Deep Learning Models -- A collection of various deep learning architectures, models, and tips for TensorFlow and PyTorch in Jupyter Notebooks.

In [1]:
%load_ext watermark
%watermark -a 'Sebastian Raschka' -v -p torch
Sebastian Raschka 

CPython 3.7.1
IPython 7.2.0

torch 1.0.0

Model Zoo -- Using PyTorch Dataset Loading Utilities for Custom Datasets (Images from Quickdraw)

This notebook provides an example for how to load an image dataset, stored as individual PNG files, using PyTorch's data loading utilities. For a more in-depth discussion, please see the official

In this example, we are using the Quickdraw dataset consisting of handdrawn objects, which is available at https://quickdraw.withgoogle.com.

To execute the following examples, you need to download the ".npy" (bitmap files in NumPy). You don't need to download all of the 345 categories but only a subset you are interested in. The groups/subsets can be individually downloaded from https://console.cloud.google.com/storage/browser/quickdraw_dataset/full/numpy_bitmap

Unfortunately, the Google cloud storage currently does not support selecting and downloading multiple groups at once. Thus, in order to download all groups most coneniently, we need to use their gsutil (https://cloud.google.com/storage/docs/gsutil_install) tool. If you want to install that, you can then use

mkdir quickdraw-npy
gsutil -m cp gs://quickdraw_dataset/full/numpy_bitmap/*.npy quickdraw-npy

Note that if you download the whole dataset, this will take up 37 Gb of storage space.

Imports

In [2]:
import pandas as pd
import numpy as np
import os

import torch
from torch.utils.data import Dataset
from torch.utils.data import DataLoader
from torchvision import transforms

%matplotlib inline
import matplotlib.pyplot as plt
from PIL import Image

Dataset

After downloading the dataset to a local directory, quickdraw-npy, the next step is to select certain groups we are interested in analyzing. Let's say we are interested in the following groups defined in the label_dict in the next code cell:

In [3]:
label_dict = {
         "lollipop": 0,
         "binoculars": 1,
         "mouse": 2,
         "basket": 3,
         "penguin": 4,
         "washing machine": 5,
         "canoe": 6,
         "eyeglasses": 7,
         "beach": 8,
         "screwdriver": 9,
}

The dictionary values shall represent class labels that we could use for a classification task, for example.

Conversion to PNG files

Next we are going to convert the groups we are interested in (specified in the dictionary above) to individual PNG files using a helper function (note that this might take a while):

In [4]:
# load utilities from ../helper.py
import sys
sys.path.insert(0, '..') 
from helper import quickdraw_npy_to_imagefile

    
quickdraw_npy_to_imagefile(inpath='quickdraw-npy',
                           outpath='quickdraw-png_set1',
                           subset=label_dict.keys())

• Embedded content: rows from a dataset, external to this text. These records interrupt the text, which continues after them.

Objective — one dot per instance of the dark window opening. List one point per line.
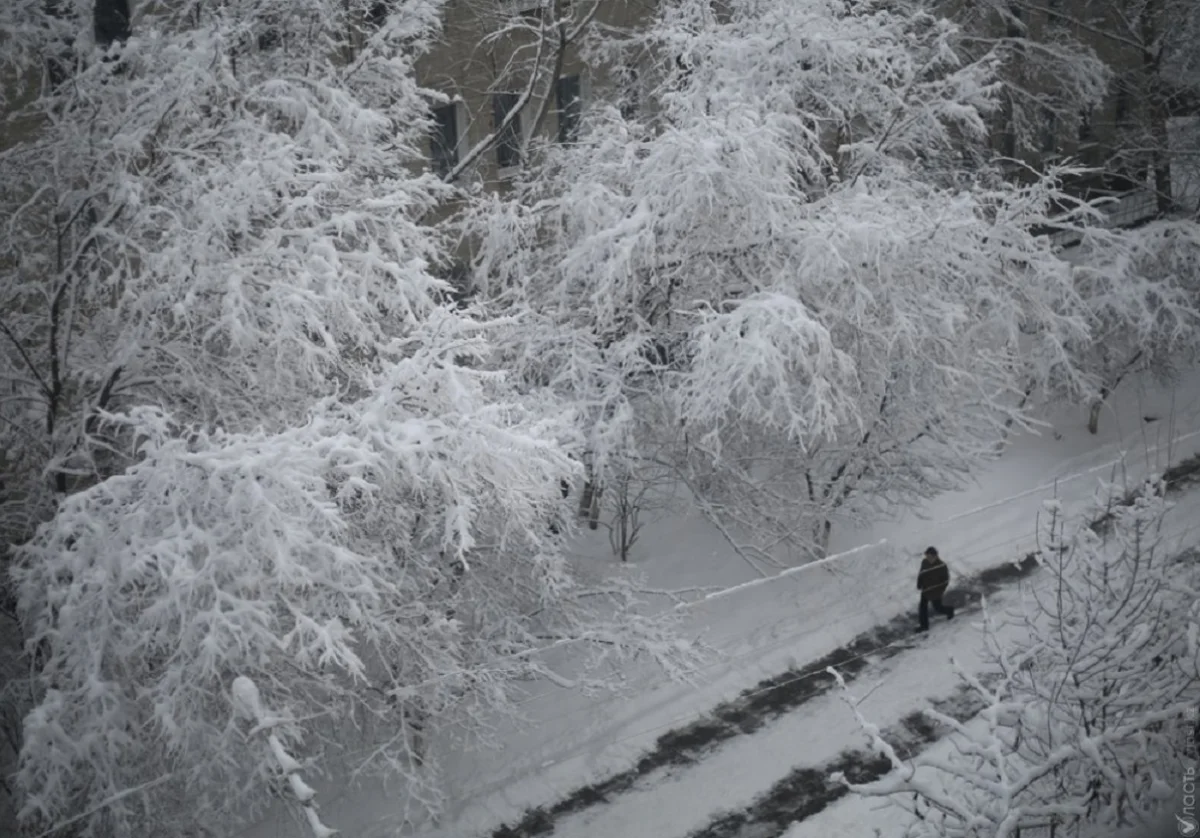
(1049, 130)
(570, 108)
(508, 142)
(444, 141)
(630, 101)
(377, 16)
(1015, 23)
(1085, 126)
(1122, 106)
(111, 22)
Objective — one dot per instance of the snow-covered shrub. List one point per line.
(785, 251)
(1087, 701)
(1144, 306)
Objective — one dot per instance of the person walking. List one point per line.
(931, 581)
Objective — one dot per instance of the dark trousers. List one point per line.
(923, 612)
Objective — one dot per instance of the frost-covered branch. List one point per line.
(1089, 692)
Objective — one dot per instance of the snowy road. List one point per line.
(757, 785)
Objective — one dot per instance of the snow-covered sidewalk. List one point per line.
(727, 795)
(769, 628)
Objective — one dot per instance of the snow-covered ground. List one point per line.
(733, 776)
(762, 629)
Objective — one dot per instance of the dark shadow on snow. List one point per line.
(801, 794)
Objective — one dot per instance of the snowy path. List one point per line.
(713, 797)
(579, 742)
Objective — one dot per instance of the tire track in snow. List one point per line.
(778, 695)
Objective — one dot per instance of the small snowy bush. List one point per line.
(1086, 710)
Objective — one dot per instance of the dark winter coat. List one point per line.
(934, 578)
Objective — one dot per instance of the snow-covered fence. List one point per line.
(1047, 830)
(1127, 209)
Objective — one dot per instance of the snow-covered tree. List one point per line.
(243, 436)
(1089, 699)
(785, 250)
(1143, 306)
(1153, 79)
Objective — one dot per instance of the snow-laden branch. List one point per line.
(1089, 693)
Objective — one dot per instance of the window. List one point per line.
(1085, 126)
(1121, 109)
(630, 101)
(508, 145)
(1049, 130)
(567, 99)
(1015, 28)
(377, 13)
(444, 139)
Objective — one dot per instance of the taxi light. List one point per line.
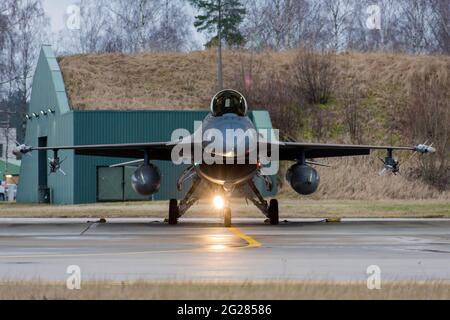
(219, 203)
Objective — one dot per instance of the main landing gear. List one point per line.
(269, 209)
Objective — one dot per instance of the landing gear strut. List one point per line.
(227, 217)
(273, 212)
(174, 212)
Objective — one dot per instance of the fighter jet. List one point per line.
(225, 155)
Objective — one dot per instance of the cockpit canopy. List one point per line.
(228, 101)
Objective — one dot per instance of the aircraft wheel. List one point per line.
(173, 212)
(273, 212)
(227, 217)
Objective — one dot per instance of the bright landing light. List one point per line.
(219, 203)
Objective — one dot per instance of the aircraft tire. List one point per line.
(273, 212)
(173, 212)
(227, 217)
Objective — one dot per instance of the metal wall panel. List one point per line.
(48, 93)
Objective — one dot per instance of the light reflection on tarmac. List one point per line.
(201, 249)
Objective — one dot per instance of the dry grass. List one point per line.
(289, 208)
(226, 290)
(358, 179)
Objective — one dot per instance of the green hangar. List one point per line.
(52, 121)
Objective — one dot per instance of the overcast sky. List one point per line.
(56, 11)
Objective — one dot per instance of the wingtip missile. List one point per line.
(423, 148)
(21, 149)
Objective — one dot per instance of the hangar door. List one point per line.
(114, 184)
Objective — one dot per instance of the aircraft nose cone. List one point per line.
(230, 136)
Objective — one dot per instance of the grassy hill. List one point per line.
(383, 88)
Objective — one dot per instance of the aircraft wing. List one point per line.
(156, 150)
(293, 150)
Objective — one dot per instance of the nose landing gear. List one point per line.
(227, 217)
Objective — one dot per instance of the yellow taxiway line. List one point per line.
(252, 243)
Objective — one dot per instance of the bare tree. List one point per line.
(415, 18)
(440, 24)
(338, 15)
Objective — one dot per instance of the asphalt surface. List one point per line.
(133, 249)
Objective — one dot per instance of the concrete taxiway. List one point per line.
(201, 249)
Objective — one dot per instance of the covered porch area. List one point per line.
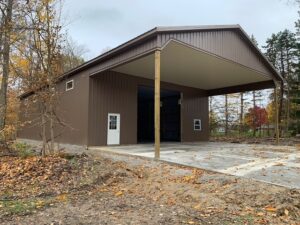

Preprocessing into train/valid/test subsets and creating a label files

For convenience, let's create a CSV file mapping file names to class labels. First, let's collect the files and labels.

In [5]:
paths, labels = [], []

main_dir = 'quickdraw-png_set1/'

for d in os.listdir(main_dir):
    subdir = os.path.join(main_dir, d)
    if not os.path.isdir(subdir):
        continue
    for f in os.listdir(subdir):
        path = os.path.join(d, f)
        paths.append(path)
        labels.append(label_dict[d])
        
print('Num paths:', len(paths))
print('Num labels:', len(labels))
Num paths: 1515745
Num labels: 1515745

Next, we shuffle the dataset and assign 70% of the dataset for training, 10% for validation, and 20% for testing.

In [6]:
from mlxtend.preprocessing import shuffle_arrays_unison


paths2, labels2 = shuffle_arrays_unison(arrays=[np.array(paths), np.array(labels)], random_seed=3)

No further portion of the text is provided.